Я раздумывал, с ответом не спешил.
— Все равно победим, Дубравин, — твердо, с обидой произнес Егоров. — А потом, после победы, соберем их где-нибудь под солнышком и тихо так скажем: «Ну и подлецы же вы, прости господи!» Думаешь, жестоко?
— Думаю, нет, не жестоко.
— После войны коммунизм будем строить. А в коммунизм подобные годятся? — Сам себе ответил: — Ни к черту они не годятся! Хитрые, жадные единоличники. Гневно ненавижу эгоистов — шкурников.
— Фальшивый народец.
— Фальшивый? Жестокий и злобный народ!
Мы долго ворочались после этой беседы. А когда я уже задремывал, Егоров легонько толкнул меня в бок:
— Пожевать не хочешь? Вчера заботливая женка ломтик шпигу прислала.
Есть, помнится, хотелось, но спать хотелось больше. Я поблагодарил Егорова и тут же уснул.
«Ни шагу назад»
Над городом повисла горячая сизая дымка. Томительно и душно. Серые, желтые, тускло-малиновые здания будто качаются, тихо, неслышно плывут, рассекая тупыми углами ленивую гладь утомленного воздуха.

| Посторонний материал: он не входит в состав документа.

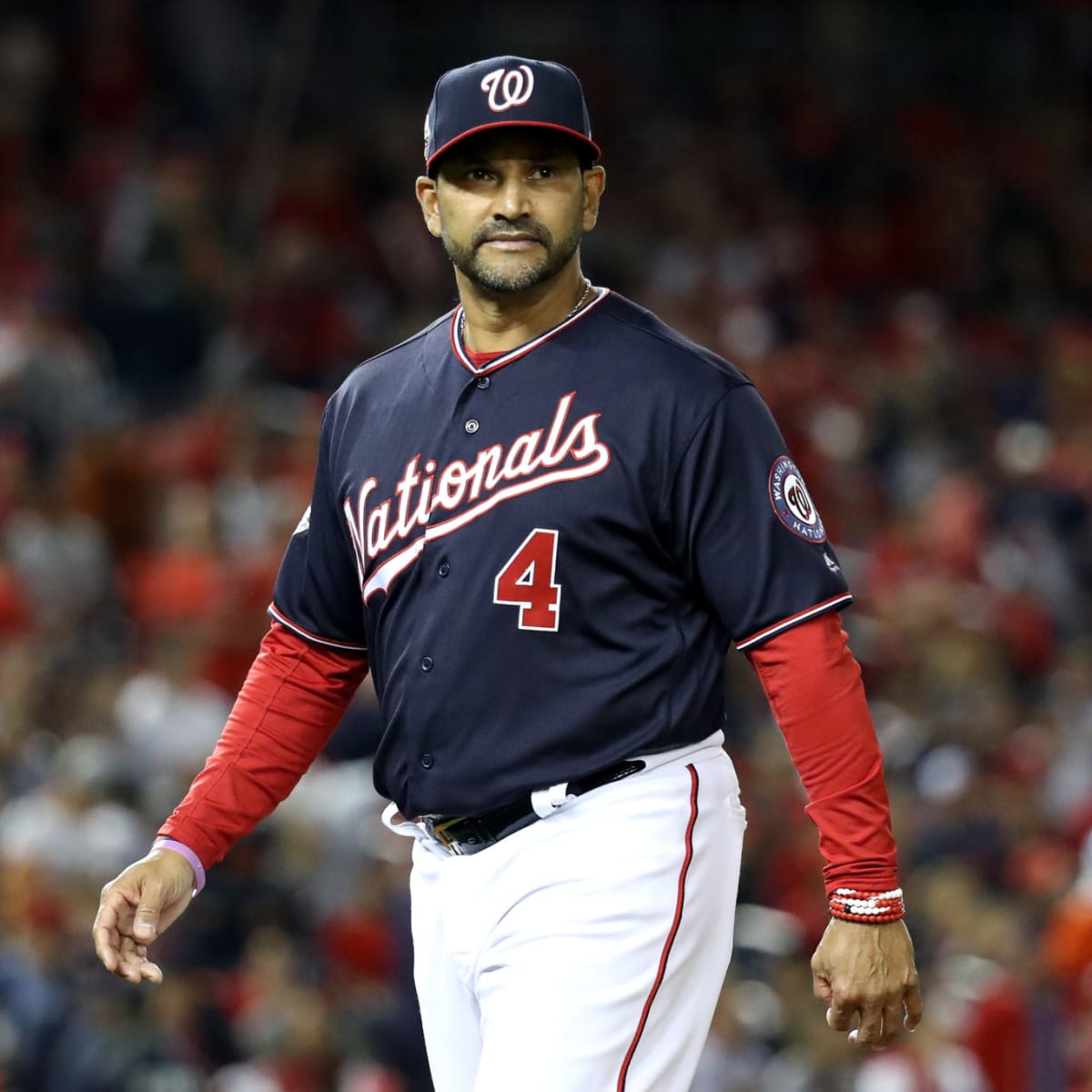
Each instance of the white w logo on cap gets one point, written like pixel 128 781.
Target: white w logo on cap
pixel 512 86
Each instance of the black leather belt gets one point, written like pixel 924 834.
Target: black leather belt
pixel 465 834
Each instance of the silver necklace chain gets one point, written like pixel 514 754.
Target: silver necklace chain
pixel 580 304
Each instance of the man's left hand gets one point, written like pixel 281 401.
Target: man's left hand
pixel 867 971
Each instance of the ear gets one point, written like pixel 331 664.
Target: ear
pixel 595 183
pixel 430 201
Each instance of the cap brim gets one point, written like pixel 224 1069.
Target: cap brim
pixel 579 136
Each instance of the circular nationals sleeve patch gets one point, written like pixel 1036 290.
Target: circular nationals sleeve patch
pixel 793 502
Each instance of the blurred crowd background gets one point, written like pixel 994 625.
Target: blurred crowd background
pixel 882 210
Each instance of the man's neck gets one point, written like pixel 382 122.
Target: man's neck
pixel 496 323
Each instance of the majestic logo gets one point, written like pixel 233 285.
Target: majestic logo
pixel 562 451
pixel 508 87
pixel 793 502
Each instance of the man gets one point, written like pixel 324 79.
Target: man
pixel 541 521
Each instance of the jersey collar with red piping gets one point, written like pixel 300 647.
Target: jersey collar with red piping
pixel 457 342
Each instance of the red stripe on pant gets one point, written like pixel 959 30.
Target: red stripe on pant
pixel 681 898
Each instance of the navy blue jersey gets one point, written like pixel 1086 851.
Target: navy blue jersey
pixel 546 560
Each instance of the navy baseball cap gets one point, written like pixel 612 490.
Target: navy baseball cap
pixel 506 91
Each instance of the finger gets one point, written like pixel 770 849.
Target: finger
pixel 869 1036
pixel 840 1015
pixel 147 918
pixel 891 1024
pixel 151 972
pixel 912 999
pixel 106 945
pixel 130 961
pixel 105 935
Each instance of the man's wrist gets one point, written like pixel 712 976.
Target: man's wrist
pixel 183 850
pixel 868 907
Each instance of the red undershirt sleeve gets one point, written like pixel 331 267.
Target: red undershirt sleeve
pixel 814 686
pixel 294 697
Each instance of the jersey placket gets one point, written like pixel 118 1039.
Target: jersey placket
pixel 434 569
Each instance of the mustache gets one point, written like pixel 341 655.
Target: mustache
pixel 498 229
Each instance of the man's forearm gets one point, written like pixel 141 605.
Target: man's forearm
pixel 294 697
pixel 814 687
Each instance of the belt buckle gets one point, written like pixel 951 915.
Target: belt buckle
pixel 438 831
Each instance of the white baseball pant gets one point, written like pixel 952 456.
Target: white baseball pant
pixel 587 951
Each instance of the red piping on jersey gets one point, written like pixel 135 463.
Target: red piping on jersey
pixel 763 634
pixel 688 856
pixel 296 628
pixel 521 349
pixel 814 691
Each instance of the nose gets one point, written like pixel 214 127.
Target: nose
pixel 513 197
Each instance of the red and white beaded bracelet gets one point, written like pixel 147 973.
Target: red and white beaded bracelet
pixel 872 906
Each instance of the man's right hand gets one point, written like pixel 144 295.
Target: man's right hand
pixel 136 907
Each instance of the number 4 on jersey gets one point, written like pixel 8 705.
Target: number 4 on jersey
pixel 527 581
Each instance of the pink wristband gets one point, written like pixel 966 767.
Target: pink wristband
pixel 180 847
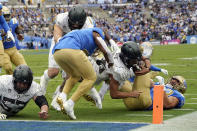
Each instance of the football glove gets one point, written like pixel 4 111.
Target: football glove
pixel 10 35
pixel 160 79
pixel 3 116
pixel 164 71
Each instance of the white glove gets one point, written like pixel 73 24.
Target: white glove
pixel 3 116
pixel 160 79
pixel 10 35
pixel 164 71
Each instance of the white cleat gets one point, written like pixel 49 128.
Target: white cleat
pixel 95 99
pixel 43 84
pixel 69 110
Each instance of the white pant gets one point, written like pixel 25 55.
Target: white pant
pixel 52 63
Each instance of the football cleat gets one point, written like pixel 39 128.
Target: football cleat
pixel 54 103
pixel 69 110
pixel 95 99
pixel 60 102
pixel 43 84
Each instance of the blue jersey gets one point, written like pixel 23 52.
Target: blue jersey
pixel 152 68
pixel 8 43
pixel 3 23
pixel 79 39
pixel 170 92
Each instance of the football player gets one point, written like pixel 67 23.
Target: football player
pixel 71 55
pixel 6 29
pixel 173 93
pixel 76 18
pixel 11 54
pixel 17 90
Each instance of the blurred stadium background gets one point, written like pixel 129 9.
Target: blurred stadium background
pixel 160 21
pixel 172 24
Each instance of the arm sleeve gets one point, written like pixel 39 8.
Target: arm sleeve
pixel 4 23
pixel 154 68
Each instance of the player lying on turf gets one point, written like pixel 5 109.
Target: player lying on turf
pixel 173 93
pixel 17 90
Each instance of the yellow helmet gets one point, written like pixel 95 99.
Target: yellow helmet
pixel 6 13
pixel 182 86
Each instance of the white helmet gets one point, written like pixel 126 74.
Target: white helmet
pixel 147 49
pixel 182 86
pixel 6 13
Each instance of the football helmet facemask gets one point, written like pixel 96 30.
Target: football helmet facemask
pixel 76 18
pixel 6 13
pixel 22 79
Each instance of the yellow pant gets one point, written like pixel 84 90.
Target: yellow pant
pixel 12 55
pixel 1 53
pixel 76 64
pixel 141 83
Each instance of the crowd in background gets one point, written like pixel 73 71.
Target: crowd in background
pixel 147 21
pixel 140 20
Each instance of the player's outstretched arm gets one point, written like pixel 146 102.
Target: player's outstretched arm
pixel 43 104
pixel 116 94
pixel 169 102
pixel 103 48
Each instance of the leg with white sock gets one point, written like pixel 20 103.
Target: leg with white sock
pixel 103 90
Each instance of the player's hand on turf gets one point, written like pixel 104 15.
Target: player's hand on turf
pixel 3 116
pixel 164 71
pixel 43 114
pixel 135 94
pixel 10 35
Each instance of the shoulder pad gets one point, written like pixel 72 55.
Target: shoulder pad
pixel 14 21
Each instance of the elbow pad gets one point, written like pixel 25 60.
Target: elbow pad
pixel 104 45
pixel 41 100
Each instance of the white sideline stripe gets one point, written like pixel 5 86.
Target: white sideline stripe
pixel 182 123
pixel 71 121
pixel 183 109
pixel 190 58
pixel 148 115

Мы замерли в строю. Ни звука, ни шороха. Начальник наших курсов, подтянутый седой полковой комиссар, негромко читает приказ Главнокомандующего — суровый и горький приказ о прорыве фронта на южном направлении и новом наступлении немцев. В глазах комиссара — сухой электрический блеск. В наших глазах — недобрая тревога.
Душно. Голубое марево дрожащей пеленой заслоняет изрытые осколками фасады зданий по ту сторону проспекта. Хочется пить. Почему-то ломит в висках, клонит ко сну, тяжелеют и ноют колени.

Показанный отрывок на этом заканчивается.